Eddie Lampert’s troubles with Sears Holdings were underscored this week when he reported just $5.7 billion in U.S. assets as of year-end, down $3.4 billion, or 37 percent, from $9.1 billion on September 30 and barely half the $10.1 billion reported on June 30.
Some of this decline reflects the 57 percent drop in the value of his Sears shares, which accounted for 25 percent of the equity assets at year-end and one-third at the end of June.
Over the past year, however, Lampert has also been aggressively paring his positions in two very successful long-time investments — AutoZone and AutoNation, whose shares rose 19 percent and 31 percent, respectively, in 2011 alone.
Lampert’s hedge fund, ESL Partners, has been selling the stock, in part, to meet redemptions from unhappy investors and for the termination and winding up of Acres, one of Lampert’s partnerships. Some of the shares were used in lieu of cash to distribute to investors.
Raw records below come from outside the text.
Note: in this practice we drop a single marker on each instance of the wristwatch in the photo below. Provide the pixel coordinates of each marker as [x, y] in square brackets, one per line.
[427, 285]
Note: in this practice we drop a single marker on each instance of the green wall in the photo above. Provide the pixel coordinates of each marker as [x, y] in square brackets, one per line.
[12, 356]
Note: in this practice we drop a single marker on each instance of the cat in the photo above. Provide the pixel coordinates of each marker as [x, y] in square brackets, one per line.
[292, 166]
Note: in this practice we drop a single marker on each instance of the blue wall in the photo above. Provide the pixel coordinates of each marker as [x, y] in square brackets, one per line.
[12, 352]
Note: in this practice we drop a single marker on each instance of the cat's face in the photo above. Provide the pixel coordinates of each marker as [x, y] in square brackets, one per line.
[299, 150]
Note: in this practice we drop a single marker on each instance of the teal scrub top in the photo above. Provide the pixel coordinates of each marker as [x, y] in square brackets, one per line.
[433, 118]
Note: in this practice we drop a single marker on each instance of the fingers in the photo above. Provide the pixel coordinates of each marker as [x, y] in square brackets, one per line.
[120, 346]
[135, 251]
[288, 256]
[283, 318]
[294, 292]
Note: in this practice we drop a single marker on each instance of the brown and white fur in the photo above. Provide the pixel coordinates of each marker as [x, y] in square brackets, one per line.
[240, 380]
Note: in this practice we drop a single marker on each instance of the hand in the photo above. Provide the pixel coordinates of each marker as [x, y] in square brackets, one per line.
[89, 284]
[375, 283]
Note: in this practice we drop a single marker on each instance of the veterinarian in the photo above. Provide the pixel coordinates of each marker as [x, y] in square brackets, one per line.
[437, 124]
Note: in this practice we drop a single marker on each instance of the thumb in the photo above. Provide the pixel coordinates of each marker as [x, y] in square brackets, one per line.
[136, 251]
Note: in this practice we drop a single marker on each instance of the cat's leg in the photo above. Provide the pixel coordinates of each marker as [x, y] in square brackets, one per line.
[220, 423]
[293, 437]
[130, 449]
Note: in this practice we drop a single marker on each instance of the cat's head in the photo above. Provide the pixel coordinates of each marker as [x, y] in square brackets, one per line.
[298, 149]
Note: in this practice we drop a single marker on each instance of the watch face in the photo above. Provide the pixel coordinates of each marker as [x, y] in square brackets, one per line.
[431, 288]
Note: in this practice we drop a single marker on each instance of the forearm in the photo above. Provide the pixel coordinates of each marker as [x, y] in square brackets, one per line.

In addition, ESL sold some of the shares to Lampert’s personal account.
According to reports, ESL was down 12 percent in 2011 after climbing about 18 percent in 2010 and 55 percent in 2009. But it lost sizable sums the two previous years.
Altogether in 2011 ESL reduced its stake in AutoZone from just over 11 million shares worth $3.5 billion to just under 3 million shares worth $965 million and its AutoNation stake from more than 62 million shares worth $1.75 billion to 54 million shares worth nearly $2 billion.
A knowledgeable source says this is only half the picture, however. Rather, half the positions in ESL are parked in cash or are invested in bonds; the 13f filing captures neither asset class.
If this is true, this means ESL still has more than $11 billion under management. But this is down from more than $17 billion in 2007.
So what does Lampert, who a number of years ago BusinessWeek heralded as the next Warren Buffett, currently own in addition to Sears, AutoZone and AutoNation?
One of his larger positions is $578 million in Gap, another retail laggard, along with small positions in another retailer, Big Lots, Seagate Technology, and several financials — Capital One Financial, CIT Group, Genworth Financial and iStar Financial.
So basically Lampert sacrificed his best stocks to pay off fleeing investors. Now he is banking on some sort of miracle at Sears, which he recently announced he is heavily downsizing.
Even if financial stocks continue to rally, they only account for about $870 million in assets; so they won’t have a huge impact on performance.
And his substantial assets in cash and bonds aren’t exactly paying much these days.
Is Lampert planning to use this money to make a major new purchase? We may not know for at least three more months when the next 13F is filed (unless he receives permission to delay the filing).